The defendants have moved for a separate trial at Special Term of the counterclaim, and the plaintiff has simultaneously moved for judgment on the pleadings. After a careful examination ’of the lengthy pleadings set forth in the answers of the defendants, I am of the opinion that no sufficient defense or counterclaim is alleged. The defendants concede that they have not performed the condition precedent to their right to a renewal of the note. They have not on November 1, 1913, the due date of the note, tendered to the plaintiff the affidavit required by the agreement, and one of them failed to make such an affidavit for a month thereafter.. On November 24, 1913, when the renewal note was tendered to the plaintiff, and refused, no affidavit from the defendant Wilson had yet been given to the plaintiff, and he was well within his rights in refusing the renewal.

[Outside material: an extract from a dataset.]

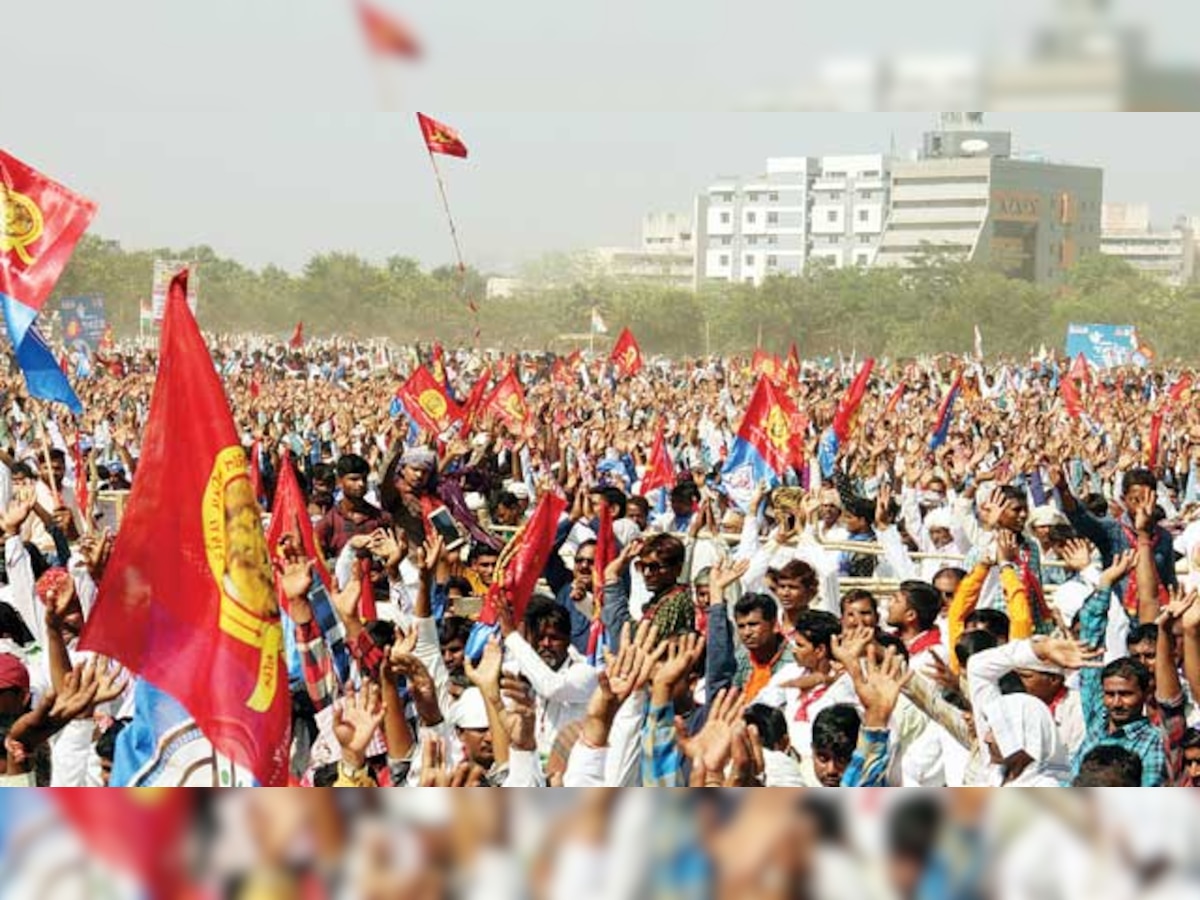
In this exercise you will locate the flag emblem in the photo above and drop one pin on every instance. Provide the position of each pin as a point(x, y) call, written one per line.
point(241, 568)
point(433, 403)
point(23, 223)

But the defendants claim that time was not of the essence of the contract, and, though they were legally in default, equity will relieve them of their default, and compel the plaintiff to accept the renewal.. It is true that in a proper case equity will grant relief from a technical default in order to prevent injustice, but in order to obtain such relief some ground for equitable intervention must be shown, such as fraud or mistake, or relief from an inequitable forfeiture. In the present case no ground for equitable relief has been shown. The plaintiff accepted a note in payment of a just and pre-existing indebtedness, and agreed to renew it for another year when due upon the performance of a condition precedent. No performance or tender of performance of the condition has béen alleged, and the time in which it should have been performed has expired. The plaintiff did not agree to renew the note a month, or two months, after it was due, but upon the presentation to him of the affidavits of the defendants and a renewal note on November 1, 1913. This is expressed in the written contract as a condition, and no ground, legal or equitable, for dispensing with this condition, and making a new contract for these parties, is apparent. Where parties to a contract clearly express a condition precedent their liability, equity will not arbitrarily dispense with the performance of that condition, and impose upon them a different liability from that which they, have expressly assumed. People’s Bank v. Mitchell, 73 N. Y. 406, 414; Haines v. Barber, 113 App. Div. 696, 100 N. Y. Supp. 75. The present case does not in any way involve a forfeiture. The defendant never had any right to a renewal of the note, except under the conditions stated, which conditions never were fulfilled.

The plaintiff’s motion for judgment on the pleadings is granted, with $10 costs, and the defendants’ motions for a separate trial of their alleged counterclaims are denied.